Zero-shot personalization of speech foundation models for depressed mood monitoring

Maurice Gerczuk; Andreas Triantafyllopoulos; Shahin Amiriparian; Alexander Kathan; Jonathan Bauer; Matthias Berking; Björn W Schuller

doi:10.1016/j.patter.2023.100873

Zero-shot personalization of speech foundation models for depressed mood monitoring

Patterns (N Y). 2023 Nov 1;4(11):100873. doi: 10.1016/j.patter.2023.100873. eCollection 2023 Nov 10.

Authors

Maurice Gerczuk¹, Andreas Triantafyllopoulos¹, Shahin Amiriparian¹, Alexander Kathan¹, Jonathan Bauer², Matthias Berking², Björn W Schuller^{1

3}

Affiliations

¹ Chair of Embedded Intelligence for Healthcare and Wellbeing, University of Augsburg, Augsburg, Germany.
² Department of Clinical Psychology and Psychotherapy, Friedrich-Alexander-Universität, Erlangen-Nürnberg, Erlangen, Germany.
³ GLAM, Imperial College, London, UK.

Abstract

The monitoring of depressed mood plays an important role as a diagnostic tool in psychotherapy.
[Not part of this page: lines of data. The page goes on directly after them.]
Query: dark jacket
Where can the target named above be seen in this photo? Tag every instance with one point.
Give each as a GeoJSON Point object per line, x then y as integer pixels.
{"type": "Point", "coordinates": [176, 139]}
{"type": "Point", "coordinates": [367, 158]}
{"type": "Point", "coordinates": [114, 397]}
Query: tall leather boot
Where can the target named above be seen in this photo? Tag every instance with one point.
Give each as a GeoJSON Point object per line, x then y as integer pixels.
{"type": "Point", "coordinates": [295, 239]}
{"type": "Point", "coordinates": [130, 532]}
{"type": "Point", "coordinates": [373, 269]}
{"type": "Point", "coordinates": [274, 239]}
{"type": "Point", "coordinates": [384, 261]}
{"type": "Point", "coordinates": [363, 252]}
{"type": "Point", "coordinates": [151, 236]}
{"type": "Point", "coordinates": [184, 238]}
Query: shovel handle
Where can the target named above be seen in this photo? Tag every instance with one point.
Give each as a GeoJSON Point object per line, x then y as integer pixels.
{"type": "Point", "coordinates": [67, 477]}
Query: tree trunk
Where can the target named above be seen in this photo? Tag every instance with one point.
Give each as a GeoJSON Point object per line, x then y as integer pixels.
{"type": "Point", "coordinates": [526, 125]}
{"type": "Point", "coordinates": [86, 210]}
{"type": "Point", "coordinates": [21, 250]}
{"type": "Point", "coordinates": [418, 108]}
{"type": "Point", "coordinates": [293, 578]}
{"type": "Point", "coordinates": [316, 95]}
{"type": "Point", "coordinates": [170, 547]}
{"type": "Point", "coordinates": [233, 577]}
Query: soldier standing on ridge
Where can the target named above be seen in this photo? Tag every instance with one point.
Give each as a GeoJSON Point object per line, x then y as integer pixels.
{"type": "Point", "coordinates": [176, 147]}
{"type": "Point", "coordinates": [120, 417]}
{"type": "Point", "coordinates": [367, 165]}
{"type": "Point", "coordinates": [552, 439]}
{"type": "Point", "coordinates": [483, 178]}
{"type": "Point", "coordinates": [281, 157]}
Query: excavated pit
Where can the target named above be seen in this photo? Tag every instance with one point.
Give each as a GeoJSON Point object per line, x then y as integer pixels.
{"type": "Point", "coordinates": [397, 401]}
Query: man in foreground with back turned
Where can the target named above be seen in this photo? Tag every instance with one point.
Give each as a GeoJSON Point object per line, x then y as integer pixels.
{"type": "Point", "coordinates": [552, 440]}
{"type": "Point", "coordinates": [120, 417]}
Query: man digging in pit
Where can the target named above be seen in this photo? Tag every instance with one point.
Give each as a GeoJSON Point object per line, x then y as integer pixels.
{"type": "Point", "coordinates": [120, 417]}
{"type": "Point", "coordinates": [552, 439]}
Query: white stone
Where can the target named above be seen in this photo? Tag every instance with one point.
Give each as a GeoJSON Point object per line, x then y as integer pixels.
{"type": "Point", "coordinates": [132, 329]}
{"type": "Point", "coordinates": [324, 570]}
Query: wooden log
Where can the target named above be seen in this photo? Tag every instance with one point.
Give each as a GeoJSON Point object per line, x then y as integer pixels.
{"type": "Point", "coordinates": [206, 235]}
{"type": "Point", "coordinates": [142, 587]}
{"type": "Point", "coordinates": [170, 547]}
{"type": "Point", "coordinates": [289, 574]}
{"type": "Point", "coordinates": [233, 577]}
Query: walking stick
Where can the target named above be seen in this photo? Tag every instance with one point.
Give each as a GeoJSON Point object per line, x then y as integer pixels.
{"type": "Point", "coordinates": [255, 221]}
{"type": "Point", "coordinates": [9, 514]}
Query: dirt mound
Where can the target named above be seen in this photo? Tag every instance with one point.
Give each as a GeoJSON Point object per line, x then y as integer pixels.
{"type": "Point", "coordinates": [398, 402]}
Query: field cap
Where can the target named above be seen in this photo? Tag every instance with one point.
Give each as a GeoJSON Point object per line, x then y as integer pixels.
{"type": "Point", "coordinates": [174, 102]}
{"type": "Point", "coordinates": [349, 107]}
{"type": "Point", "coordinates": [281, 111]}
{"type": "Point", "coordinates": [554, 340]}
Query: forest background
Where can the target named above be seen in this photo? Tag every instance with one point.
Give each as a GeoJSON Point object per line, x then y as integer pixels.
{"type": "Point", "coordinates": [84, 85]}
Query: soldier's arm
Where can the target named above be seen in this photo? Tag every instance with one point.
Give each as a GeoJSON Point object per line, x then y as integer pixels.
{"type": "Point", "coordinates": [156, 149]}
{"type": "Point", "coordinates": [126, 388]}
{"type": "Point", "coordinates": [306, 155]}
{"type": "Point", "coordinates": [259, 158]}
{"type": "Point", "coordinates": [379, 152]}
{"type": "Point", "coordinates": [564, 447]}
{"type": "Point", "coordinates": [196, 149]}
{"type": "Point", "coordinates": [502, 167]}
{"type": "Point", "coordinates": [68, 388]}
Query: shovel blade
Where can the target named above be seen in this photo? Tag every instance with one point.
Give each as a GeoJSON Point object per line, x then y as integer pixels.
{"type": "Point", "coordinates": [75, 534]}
An automated analysis of speech can provide a non-invasive measurement of a patient's affective state. While speech has been shown to be a useful biomarker for depression, existing approaches mostly build population-level models that aim to predict each individual's diagnosis as a (mostly) static property. Because of inter-individual differences in symptomatology and mood regulation behaviors, these approaches are ill-suited to detect smaller temporal variations in depressed mood. We address this issue by introducing a zero-shot personalization of large speech foundation models. Compared with other personalization strategies, our work does not require labeled speech samples for enrollment. Instead, the approach makes use of adapters conditioned on subject-specific metadata. On a longitudinal dataset, we show that the method improves performance compared with a set of suitable baselines. Finally, applying our personalization strategy improves individual-level fairness.

Keywords: deep learning; depression monitoring; foundation models; hypernetworks; personalization; speech processing.